The Tropical Smoothie Cafe Hepatitis A outbreak has expanded to seven states. At least 70 people have been sickened and 32 of them have been hospitalized, which is a hospitalization rate that is more than double the average for this illness.
Frozen strawberries imported from Egypt have been identified as the likely source of this outbreak. Tropical Smoothie Cafe reported that the contaminated strawberries were removed from all locations by August 8 and that stores nationwide have all received frozen strawberries from a new supplier. At this time, no other restaurants or retailers have been identified as having received the tainted strawberries, according to the Centers for Disease Control and Prevention (CDC).
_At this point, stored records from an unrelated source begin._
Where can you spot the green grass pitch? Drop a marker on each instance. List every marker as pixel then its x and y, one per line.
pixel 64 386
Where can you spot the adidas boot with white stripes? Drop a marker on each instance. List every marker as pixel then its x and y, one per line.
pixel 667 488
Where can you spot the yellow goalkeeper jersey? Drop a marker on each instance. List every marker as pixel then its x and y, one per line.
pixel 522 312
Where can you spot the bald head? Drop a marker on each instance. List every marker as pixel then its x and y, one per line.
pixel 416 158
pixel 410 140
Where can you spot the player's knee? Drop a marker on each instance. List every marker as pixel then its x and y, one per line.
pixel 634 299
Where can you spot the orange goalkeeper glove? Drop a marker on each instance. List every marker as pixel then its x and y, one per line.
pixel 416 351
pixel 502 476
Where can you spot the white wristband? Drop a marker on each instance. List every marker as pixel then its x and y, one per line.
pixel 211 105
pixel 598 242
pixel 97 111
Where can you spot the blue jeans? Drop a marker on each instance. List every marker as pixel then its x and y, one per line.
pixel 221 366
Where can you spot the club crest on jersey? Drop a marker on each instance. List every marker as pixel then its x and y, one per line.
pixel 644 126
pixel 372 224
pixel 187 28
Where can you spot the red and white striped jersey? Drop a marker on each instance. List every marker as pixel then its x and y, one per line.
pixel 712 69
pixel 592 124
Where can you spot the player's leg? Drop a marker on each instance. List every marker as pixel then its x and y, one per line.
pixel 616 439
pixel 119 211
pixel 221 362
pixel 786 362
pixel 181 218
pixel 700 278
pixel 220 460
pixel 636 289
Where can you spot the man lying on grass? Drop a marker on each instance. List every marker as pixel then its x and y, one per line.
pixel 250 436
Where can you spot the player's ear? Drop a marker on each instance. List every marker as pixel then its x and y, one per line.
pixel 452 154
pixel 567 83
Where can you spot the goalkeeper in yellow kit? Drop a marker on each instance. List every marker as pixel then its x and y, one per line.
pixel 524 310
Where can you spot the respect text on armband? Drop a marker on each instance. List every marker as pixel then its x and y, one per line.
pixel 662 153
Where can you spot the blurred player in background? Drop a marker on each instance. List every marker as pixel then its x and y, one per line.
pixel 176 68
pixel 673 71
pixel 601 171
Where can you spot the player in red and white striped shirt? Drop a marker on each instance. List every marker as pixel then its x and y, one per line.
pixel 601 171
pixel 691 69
Federal health officials say that while the contaminated food source has been removed from the restaurants, case numbers are expected to rise because of the long incubation period and the possibility of secondary infections.
During interviews with health investigators, 68 of the 7o case patients reported drinking a Tropical Smoothie Cafe smoothie before they became ill. Most of them remembered strawberries as an ingredient in the smoothie they ordered. The most recent case was reported August 23, 2016.
Cases have been reported from the following states: Maryland (6), New York (1), North Carolina (1), Oregon (1), Virginia (55), West Virginia (5), and Wisconsin (1). Health officials urge anyone who visited a Tropical Smoothie Cafe in July or August and develops symptoms to see a doctor and mention exposure of Hepatitis A and to contact their local health department. Food handlers with the virus should stay home to prevent the spread of the virus, the CDC advises.
Hepatitis A is a contagious liver disease that is spread from person to person and through contaminated food and beverages. Infected people can be contagious for weeks before they start experiencing symptoms, and sometimes show no symptoms at all.
Symptoms of a Hepatitis A infection include: fever, fatigue, loss of appetite, nausea, vomiting, abdominal pain, joint pain, dark urine, clay-colored stools and yellow skin or eyes. Symptoms, which can last between three and eight weeks, usually start 28 days after exposure, but can appear anywhere from 15 to 50 days after exposure. Most people recover within a few weeks, but some can be sick as long as six months.